Educational tools and resources TD has several websites that provide customers with videos, articles, checklists and tips on managing day-to-day finances, including improving cash flow, how to be a better saver and finding your spending hot spots. Sites include:

• Advice on Everyday Finances • Spending Smart at School • Financial Planning for the Modern Family

In 2015, we launched a number of new tools, including an enhanced Financial Education Resource Centre, Money Quiz for Parents, Smart Money Toolkit for Parents and more.

Awareness and outreach In Canada, for the Financial Literacy Month in November, we ran a #FinanciallyFit campaign throughout our branches to promote financial literacy and draw attention to TD’s financial education resources. Branches were provided with FinanciallyFit Starter Kits to use with customers, and we gave away 60,000 savings calculators and 110,000 Money Fun Activity books. We also used highly targeted, engaging traditional and social media to extend our reach.

TD offers hundreds of free seminars each year on topics such as buying a home and making investments. For example, in 2015 we delivered 690 financial education seminars in the U.S. for both personal and small business customers.

Employee initiatives In 2015, we increased employee awareness of, and engagement in, TD’s financial education programs. We launched a financial education site specifically for employees, as well as a financial education social community on our intranet. Now employees can access a range of webinars, videos and articles they can use to support their clients in asking better questions and making sound decisions.

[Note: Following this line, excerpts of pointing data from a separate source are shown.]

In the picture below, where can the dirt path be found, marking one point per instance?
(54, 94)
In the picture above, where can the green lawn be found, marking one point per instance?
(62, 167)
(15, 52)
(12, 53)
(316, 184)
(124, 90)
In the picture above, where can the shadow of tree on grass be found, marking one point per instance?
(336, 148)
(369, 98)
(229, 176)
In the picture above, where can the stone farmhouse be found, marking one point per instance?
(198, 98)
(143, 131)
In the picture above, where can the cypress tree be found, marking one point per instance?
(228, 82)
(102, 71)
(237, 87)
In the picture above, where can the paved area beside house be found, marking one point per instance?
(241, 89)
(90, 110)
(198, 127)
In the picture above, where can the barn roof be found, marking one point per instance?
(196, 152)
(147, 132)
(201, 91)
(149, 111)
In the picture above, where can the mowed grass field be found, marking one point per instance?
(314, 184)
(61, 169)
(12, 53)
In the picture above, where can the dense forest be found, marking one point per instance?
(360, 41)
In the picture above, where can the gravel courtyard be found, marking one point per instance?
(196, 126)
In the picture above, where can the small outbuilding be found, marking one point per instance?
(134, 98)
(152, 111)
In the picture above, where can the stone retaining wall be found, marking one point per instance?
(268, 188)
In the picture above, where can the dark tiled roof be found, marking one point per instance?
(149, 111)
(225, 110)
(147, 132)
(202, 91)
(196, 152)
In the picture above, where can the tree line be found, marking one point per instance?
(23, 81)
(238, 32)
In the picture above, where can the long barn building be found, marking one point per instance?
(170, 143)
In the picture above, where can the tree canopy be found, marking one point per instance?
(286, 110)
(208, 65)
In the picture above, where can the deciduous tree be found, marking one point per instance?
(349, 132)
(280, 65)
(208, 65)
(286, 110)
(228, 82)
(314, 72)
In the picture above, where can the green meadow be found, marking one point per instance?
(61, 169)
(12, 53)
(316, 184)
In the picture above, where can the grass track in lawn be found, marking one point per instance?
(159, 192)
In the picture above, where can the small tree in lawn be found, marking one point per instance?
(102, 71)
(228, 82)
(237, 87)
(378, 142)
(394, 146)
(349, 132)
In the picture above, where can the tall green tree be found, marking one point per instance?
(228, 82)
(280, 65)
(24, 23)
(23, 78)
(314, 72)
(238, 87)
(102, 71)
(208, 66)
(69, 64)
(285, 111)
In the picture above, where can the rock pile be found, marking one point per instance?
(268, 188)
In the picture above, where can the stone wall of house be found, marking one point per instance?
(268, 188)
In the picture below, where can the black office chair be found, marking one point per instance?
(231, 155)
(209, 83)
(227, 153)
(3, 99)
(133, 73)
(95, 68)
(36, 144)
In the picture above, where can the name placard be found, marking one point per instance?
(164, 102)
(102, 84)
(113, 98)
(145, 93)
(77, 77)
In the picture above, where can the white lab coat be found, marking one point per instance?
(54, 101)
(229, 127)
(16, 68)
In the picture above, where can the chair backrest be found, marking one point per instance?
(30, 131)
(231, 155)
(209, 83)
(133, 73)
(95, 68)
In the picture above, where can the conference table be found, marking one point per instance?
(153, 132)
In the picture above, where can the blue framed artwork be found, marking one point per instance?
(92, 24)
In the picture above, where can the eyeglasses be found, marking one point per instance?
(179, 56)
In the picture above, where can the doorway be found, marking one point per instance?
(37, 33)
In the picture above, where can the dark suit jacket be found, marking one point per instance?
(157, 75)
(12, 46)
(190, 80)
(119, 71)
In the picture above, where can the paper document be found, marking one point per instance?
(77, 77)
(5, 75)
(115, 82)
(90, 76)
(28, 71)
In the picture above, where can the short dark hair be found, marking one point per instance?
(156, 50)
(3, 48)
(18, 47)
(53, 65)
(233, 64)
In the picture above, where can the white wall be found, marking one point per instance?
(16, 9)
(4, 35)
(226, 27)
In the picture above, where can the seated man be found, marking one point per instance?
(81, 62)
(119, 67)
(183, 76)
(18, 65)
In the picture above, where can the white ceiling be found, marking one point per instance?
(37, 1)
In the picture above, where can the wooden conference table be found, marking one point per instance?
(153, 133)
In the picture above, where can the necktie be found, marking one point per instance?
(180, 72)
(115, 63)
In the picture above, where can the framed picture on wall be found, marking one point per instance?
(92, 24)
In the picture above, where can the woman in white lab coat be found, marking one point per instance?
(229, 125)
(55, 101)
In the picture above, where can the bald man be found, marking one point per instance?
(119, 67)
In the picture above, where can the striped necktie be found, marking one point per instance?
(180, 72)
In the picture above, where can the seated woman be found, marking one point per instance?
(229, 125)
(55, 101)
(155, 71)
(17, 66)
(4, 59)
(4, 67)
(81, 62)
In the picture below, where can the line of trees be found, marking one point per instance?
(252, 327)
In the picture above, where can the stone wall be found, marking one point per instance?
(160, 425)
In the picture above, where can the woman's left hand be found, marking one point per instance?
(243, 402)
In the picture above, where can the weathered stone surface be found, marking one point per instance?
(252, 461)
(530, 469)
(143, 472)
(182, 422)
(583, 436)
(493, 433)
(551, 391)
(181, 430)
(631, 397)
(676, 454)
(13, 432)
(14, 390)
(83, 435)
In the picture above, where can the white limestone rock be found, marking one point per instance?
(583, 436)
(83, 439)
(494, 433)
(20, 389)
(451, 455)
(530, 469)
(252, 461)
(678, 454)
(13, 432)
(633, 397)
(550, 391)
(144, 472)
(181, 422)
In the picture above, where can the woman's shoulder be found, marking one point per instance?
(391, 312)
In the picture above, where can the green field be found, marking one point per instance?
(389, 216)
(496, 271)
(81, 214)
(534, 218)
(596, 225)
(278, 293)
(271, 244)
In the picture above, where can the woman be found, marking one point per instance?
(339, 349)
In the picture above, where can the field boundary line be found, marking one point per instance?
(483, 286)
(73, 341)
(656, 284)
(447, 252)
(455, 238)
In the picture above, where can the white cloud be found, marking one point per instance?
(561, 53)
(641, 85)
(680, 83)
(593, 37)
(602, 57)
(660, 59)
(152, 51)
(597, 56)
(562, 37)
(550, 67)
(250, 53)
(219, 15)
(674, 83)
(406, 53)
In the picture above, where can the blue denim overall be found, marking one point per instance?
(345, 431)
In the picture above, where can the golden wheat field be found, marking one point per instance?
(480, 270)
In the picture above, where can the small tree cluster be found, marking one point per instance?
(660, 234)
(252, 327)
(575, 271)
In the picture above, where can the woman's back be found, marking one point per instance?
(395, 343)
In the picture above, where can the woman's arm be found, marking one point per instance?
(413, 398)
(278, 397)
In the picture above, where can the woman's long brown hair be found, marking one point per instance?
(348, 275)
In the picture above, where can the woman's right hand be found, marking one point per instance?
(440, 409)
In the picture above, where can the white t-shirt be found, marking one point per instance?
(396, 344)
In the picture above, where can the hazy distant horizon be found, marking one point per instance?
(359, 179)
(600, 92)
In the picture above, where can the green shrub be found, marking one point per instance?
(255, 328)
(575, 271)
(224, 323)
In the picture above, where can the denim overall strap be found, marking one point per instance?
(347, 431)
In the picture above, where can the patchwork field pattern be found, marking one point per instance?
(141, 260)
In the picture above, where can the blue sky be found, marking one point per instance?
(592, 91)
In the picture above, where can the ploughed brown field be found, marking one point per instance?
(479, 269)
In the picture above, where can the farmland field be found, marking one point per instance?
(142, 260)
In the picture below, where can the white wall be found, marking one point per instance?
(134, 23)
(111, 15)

Go Deeper TD Financial Education Website TD Bank Fiscal Fitness

Page 20 SPOTLIGHT Leading TD’s efforts to strengthen financial education

Linda MacKay is Chair of TD’s Financial Education Council and SVP, Greater Toronto Region. We asked Linda for her perspective on TD’s role in financial education.

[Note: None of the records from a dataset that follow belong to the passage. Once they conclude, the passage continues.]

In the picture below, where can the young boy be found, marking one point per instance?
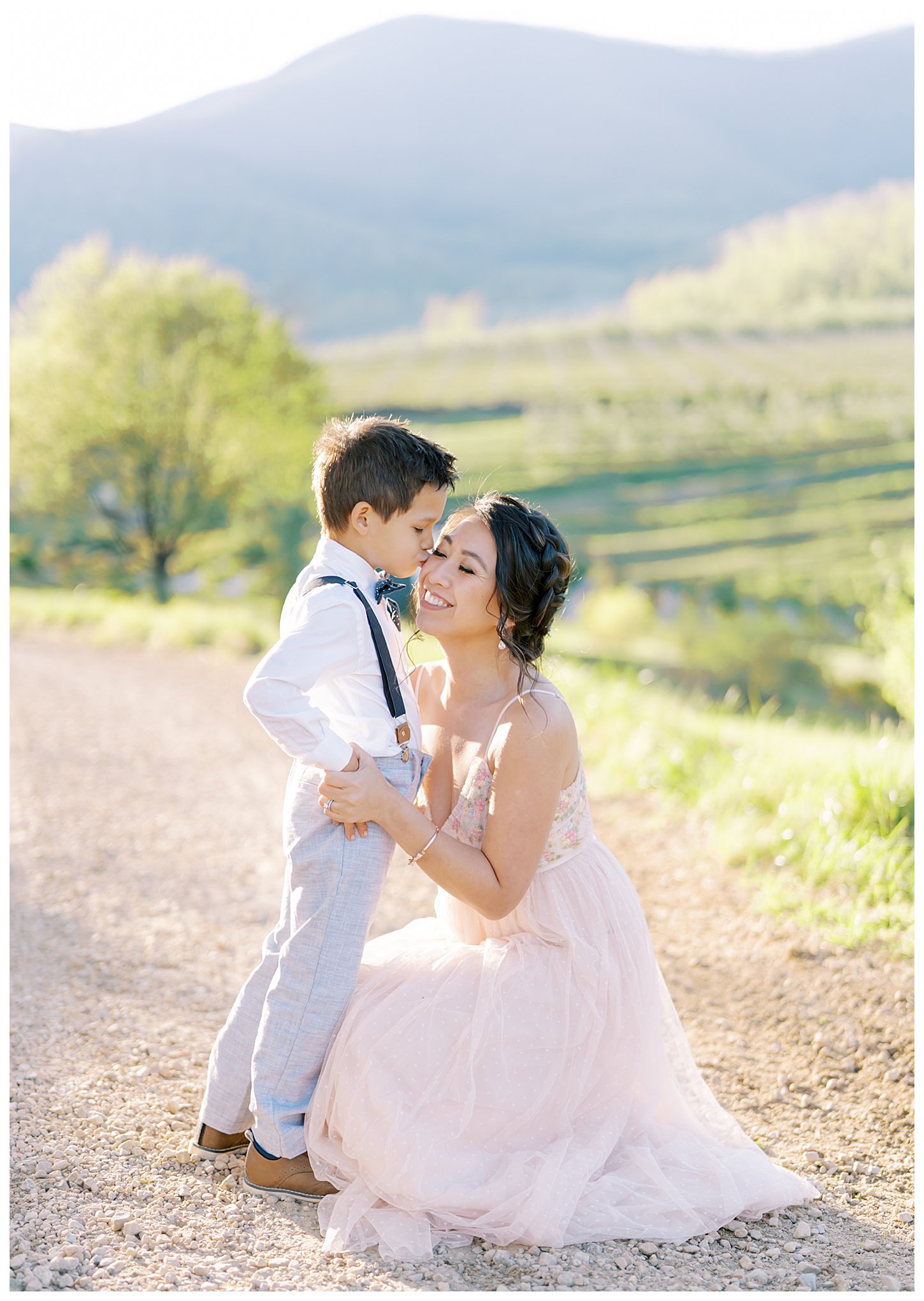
(380, 489)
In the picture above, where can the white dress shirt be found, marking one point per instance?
(321, 687)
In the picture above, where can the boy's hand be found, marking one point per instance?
(352, 828)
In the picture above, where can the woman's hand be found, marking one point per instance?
(358, 796)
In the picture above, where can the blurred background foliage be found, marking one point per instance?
(155, 412)
(729, 452)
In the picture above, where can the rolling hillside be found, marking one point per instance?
(544, 169)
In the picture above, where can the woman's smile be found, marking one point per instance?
(431, 601)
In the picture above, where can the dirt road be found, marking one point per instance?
(146, 870)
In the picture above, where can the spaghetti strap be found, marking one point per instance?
(539, 691)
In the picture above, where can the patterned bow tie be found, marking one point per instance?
(382, 589)
(386, 586)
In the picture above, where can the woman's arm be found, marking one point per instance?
(529, 773)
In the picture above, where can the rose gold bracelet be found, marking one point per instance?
(421, 852)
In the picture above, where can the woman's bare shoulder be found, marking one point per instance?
(427, 679)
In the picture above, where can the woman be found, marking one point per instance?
(513, 1068)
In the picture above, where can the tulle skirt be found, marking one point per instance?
(526, 1080)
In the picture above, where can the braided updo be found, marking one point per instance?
(534, 569)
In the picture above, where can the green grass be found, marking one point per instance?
(819, 817)
(116, 618)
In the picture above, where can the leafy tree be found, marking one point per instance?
(840, 261)
(152, 397)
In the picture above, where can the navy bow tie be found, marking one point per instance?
(386, 586)
(382, 589)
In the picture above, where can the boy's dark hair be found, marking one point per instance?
(378, 461)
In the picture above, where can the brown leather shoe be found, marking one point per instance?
(289, 1176)
(213, 1142)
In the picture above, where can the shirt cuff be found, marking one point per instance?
(333, 754)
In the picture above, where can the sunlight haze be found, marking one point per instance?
(105, 63)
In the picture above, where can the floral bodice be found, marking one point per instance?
(572, 823)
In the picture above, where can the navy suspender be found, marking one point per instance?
(389, 678)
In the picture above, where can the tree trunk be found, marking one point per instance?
(161, 582)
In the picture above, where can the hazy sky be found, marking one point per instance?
(97, 63)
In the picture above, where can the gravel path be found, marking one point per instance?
(145, 872)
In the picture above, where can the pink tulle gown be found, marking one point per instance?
(526, 1080)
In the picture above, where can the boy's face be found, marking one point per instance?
(401, 544)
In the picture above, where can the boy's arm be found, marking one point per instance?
(322, 647)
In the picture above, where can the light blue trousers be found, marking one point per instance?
(266, 1061)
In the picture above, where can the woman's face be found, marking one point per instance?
(456, 589)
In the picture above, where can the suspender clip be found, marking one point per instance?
(403, 734)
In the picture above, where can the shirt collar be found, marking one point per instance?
(345, 564)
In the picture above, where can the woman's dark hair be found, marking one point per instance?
(534, 569)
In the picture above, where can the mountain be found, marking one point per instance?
(544, 169)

Q: What’s the key to making an impact on financial literacy? Financial illiteracy is a complex issue that requires a multi-pronged approach. Schools have a role to play in creating financially informed young people. Parents can talk about money matters at home to make financial skills relevant to real life. And organizations across

sectors have a role to play if we are to make meaningful progress across society.

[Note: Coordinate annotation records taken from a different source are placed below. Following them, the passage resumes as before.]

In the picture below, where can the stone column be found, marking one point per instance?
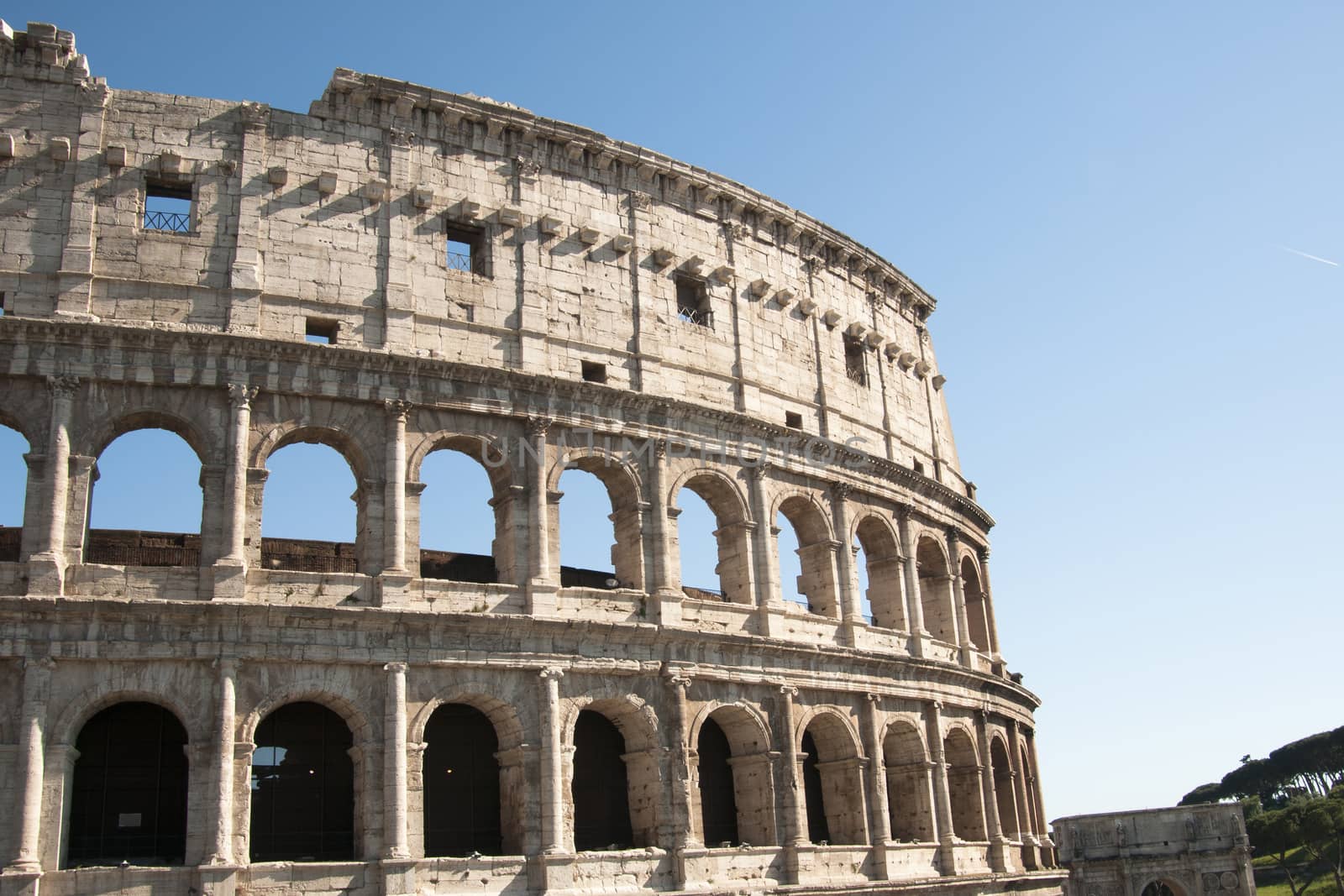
(222, 849)
(542, 584)
(394, 523)
(914, 604)
(879, 815)
(990, 607)
(958, 597)
(664, 579)
(683, 833)
(49, 564)
(990, 795)
(766, 557)
(553, 763)
(37, 685)
(942, 794)
(394, 763)
(851, 609)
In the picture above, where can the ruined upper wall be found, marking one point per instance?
(339, 219)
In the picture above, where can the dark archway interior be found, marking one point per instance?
(819, 831)
(461, 783)
(718, 806)
(302, 801)
(129, 801)
(601, 794)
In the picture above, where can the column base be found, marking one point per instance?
(228, 579)
(46, 575)
(391, 589)
(20, 880)
(218, 879)
(398, 876)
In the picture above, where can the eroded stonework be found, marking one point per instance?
(1186, 851)
(539, 297)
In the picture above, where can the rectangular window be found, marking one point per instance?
(319, 331)
(855, 360)
(692, 300)
(595, 372)
(168, 207)
(465, 250)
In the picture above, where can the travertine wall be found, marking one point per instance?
(342, 217)
(1191, 851)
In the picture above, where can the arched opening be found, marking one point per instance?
(909, 799)
(709, 504)
(816, 580)
(13, 488)
(461, 783)
(936, 594)
(600, 790)
(598, 520)
(718, 802)
(978, 607)
(460, 521)
(145, 501)
(302, 786)
(832, 783)
(880, 574)
(968, 817)
(1005, 799)
(734, 779)
(312, 512)
(129, 789)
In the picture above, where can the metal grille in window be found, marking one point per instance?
(465, 251)
(853, 362)
(167, 208)
(692, 302)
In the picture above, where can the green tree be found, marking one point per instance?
(1278, 833)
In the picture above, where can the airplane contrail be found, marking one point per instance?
(1315, 258)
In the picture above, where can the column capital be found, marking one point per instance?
(398, 409)
(241, 394)
(62, 385)
(538, 426)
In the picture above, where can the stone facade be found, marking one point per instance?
(1189, 851)
(615, 311)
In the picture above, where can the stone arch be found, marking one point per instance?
(732, 524)
(625, 492)
(832, 777)
(749, 778)
(909, 782)
(508, 544)
(636, 723)
(366, 553)
(882, 551)
(1005, 795)
(978, 605)
(816, 550)
(968, 810)
(152, 418)
(131, 758)
(936, 590)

Q: How is TD addressing the problem? Our goal is to be a driving force behind financial literacy for our customers, communities and employees. In recent years, we have amplified our efforts because people of all ages continue to struggle with personal finance as studies show. Since 2010, TD has invested over $15 million to support financial education programs across North America and the U.K., and over 3,000 TD employees volunteer each year to teach free financial seminars. We have also expanded our online financial education resources for customers and employees.

Q: What lies ahead? We’re harnessing innovative technologies to help people experience and understand personal finance – like our new Family Allowance App that teaches kids about saving. We’re also putting into practice the findings of the State of Financial Education in Canada report, conducted in 2015 by Canadian Foundation for Economic Education on behalf of TD. It’s a call to action to support parents and teachers, who are critical influencers on children’s financial education. We’re focused on equipping them with resources they can use to help kids build financial skills. It’s important to reach young people because behaviours are developed at an early age and are much more difficult to modify later in life.